崇高な記録とは別のところに存在する苦悩、それはフルトヴェングラーの場合も同様だった。人間の思念、余分な思考がもたらす心の揺れこそ煩悩そのものだ。
久しぶりに虚心に耳を傾けた。
真正のライヴ録音はもちろん素晴らしいが、それでも刷り込みのせいもあろう、ウォルター・レッグの編集(?)によるいわゆる「バイロイトの第九」のあまりの熱気、熱波に今でも焦げそうになるくらい。
前半3つの楽章がともかく最高で、個人的には第3楽章アダージョに止めを刺す、未だにこれを凌駕する演奏は現われていない。今後もその可能性は極めて少ないだろうと僕は思う。

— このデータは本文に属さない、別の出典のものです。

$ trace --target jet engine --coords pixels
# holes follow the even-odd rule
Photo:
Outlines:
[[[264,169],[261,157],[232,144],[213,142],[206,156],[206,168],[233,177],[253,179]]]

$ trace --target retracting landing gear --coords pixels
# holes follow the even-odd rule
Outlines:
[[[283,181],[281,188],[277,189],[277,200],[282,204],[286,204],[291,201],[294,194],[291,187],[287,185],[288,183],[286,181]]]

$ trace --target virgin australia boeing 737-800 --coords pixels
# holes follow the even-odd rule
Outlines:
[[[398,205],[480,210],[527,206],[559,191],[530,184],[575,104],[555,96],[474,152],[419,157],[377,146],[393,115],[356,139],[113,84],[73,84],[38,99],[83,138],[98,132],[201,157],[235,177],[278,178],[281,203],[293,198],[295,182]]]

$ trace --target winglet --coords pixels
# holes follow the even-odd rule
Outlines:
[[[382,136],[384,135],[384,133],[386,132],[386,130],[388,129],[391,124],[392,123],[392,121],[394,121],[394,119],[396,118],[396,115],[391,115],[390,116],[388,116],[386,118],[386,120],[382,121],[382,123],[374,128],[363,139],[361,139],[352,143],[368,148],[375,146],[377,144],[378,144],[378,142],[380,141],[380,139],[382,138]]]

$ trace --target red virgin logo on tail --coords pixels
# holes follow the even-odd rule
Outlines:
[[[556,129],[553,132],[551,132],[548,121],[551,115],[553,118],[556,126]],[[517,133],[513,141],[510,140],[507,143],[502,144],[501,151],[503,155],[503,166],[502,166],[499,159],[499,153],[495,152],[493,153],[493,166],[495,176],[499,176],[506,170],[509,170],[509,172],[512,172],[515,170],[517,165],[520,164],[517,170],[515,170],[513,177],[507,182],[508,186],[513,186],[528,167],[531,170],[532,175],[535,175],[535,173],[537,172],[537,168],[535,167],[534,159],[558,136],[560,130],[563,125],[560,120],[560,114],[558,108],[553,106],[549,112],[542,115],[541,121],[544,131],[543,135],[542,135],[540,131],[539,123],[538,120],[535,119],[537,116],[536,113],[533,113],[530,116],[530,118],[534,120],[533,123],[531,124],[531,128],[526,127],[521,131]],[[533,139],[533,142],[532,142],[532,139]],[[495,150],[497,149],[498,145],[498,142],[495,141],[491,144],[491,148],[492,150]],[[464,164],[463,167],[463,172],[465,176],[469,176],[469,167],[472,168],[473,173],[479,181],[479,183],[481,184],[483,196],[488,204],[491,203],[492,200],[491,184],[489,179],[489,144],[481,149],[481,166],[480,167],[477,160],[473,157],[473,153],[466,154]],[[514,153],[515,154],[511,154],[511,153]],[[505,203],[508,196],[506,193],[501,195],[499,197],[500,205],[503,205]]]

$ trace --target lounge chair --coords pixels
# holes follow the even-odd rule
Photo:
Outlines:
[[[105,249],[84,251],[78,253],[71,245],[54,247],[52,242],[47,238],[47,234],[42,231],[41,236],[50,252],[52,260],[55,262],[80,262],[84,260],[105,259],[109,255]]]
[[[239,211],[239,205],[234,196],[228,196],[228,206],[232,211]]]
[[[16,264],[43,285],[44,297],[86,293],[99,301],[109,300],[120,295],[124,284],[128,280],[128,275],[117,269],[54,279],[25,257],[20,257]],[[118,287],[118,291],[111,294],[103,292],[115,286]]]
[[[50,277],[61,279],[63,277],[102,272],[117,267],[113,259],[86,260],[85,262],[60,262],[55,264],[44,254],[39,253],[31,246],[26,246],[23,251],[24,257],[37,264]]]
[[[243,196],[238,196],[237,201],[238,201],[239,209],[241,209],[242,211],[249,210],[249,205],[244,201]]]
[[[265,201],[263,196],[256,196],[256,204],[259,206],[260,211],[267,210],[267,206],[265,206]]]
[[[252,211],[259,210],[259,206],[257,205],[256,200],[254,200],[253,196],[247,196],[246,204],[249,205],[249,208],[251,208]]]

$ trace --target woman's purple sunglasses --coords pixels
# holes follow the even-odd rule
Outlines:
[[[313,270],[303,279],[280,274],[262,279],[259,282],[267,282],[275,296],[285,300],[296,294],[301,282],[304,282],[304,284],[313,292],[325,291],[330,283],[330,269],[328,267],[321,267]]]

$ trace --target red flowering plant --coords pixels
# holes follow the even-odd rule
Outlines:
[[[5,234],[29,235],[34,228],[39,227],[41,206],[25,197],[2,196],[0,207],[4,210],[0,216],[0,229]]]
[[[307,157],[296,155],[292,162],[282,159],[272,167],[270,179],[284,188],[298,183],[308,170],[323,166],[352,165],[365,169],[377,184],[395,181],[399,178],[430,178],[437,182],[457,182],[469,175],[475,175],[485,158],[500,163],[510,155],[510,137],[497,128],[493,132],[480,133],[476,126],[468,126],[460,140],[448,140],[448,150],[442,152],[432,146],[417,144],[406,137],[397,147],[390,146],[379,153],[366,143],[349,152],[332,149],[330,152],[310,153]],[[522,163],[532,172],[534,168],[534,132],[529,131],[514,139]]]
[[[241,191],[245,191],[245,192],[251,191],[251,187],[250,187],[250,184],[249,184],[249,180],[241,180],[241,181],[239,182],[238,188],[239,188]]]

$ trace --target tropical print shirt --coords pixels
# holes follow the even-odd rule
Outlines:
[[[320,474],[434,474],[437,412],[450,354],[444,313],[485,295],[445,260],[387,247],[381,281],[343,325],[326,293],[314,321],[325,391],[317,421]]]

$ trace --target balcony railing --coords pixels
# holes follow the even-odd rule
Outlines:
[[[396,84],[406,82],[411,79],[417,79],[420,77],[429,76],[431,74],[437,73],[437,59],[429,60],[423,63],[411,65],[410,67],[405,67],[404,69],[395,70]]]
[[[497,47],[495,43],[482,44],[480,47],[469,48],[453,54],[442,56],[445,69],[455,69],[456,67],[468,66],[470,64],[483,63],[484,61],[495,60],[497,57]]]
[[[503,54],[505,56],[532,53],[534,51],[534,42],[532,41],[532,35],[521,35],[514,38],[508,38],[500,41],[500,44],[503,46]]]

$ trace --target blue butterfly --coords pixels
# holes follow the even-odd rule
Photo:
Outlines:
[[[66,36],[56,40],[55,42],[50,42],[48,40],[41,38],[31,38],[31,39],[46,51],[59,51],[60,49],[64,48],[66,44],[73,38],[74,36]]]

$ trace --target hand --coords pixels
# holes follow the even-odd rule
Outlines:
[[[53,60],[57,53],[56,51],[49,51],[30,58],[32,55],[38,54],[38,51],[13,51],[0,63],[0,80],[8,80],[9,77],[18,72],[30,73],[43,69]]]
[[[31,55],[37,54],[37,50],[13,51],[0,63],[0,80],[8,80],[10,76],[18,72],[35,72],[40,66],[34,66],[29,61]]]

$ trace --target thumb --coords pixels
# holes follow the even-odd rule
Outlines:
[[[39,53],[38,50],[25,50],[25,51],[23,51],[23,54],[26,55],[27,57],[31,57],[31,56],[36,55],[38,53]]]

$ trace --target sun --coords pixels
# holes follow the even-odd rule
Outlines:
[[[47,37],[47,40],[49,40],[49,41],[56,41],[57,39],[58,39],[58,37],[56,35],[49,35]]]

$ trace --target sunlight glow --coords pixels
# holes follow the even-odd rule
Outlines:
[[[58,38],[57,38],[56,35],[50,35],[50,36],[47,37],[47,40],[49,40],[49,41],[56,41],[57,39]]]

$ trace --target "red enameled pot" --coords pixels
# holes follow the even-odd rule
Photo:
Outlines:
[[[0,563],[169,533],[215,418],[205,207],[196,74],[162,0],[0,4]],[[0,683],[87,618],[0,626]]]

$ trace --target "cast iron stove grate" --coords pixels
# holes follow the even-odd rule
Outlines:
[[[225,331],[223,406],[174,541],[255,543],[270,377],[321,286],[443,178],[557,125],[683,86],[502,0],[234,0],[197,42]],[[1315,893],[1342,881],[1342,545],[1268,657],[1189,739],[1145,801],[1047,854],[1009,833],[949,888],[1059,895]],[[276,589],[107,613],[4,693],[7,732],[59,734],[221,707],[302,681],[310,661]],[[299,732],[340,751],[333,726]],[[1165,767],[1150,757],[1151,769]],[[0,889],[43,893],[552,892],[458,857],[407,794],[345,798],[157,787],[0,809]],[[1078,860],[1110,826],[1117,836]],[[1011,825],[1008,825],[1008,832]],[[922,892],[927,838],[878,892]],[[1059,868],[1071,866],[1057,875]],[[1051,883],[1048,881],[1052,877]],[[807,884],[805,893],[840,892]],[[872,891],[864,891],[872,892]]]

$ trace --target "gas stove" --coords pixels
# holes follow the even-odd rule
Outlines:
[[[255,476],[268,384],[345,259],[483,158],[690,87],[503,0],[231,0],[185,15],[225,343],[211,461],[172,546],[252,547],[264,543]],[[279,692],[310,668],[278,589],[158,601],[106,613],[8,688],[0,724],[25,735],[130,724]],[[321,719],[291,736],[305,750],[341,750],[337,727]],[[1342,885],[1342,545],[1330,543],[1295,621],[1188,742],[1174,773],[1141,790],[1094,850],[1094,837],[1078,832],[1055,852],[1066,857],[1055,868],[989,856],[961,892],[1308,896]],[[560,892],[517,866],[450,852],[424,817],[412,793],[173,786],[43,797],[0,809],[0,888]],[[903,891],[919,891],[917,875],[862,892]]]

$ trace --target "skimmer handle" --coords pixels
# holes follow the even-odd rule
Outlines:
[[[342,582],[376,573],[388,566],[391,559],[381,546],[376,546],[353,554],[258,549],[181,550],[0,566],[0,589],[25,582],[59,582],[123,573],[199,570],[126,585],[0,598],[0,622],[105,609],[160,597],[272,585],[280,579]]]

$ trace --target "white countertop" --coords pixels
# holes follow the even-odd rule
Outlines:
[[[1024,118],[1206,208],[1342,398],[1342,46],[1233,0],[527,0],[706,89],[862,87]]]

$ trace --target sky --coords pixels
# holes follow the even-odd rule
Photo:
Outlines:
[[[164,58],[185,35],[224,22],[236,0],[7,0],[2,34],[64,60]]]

フルトヴェングラー指揮バイロイト祝祭管 ベートーヴェン 交響曲第9番「合唱」(1951.7.29Live) フルトヴェングラー指揮バイロイト祝祭管のベートーヴェン第9(1951.7.29Live)を聴いて思ふ バイロイトの第9新音源終楽章に挿入されるトルコ行進曲がまた意味深く、素晴らしい。ここはハンス・ホップの歌唱が世界を先導する。真正ライヴ以上にレッグ編集が強烈なのは、文字通り世界平和を希求する、皆大歓喜の精神のひな形を創造したかのような一期一会感を覚えさせる点だろう。
崩壊ギリギリ(否、崩壊している?)のコーダがまた、現システムを破壊せよというメッセージに聞こえてしまうほど。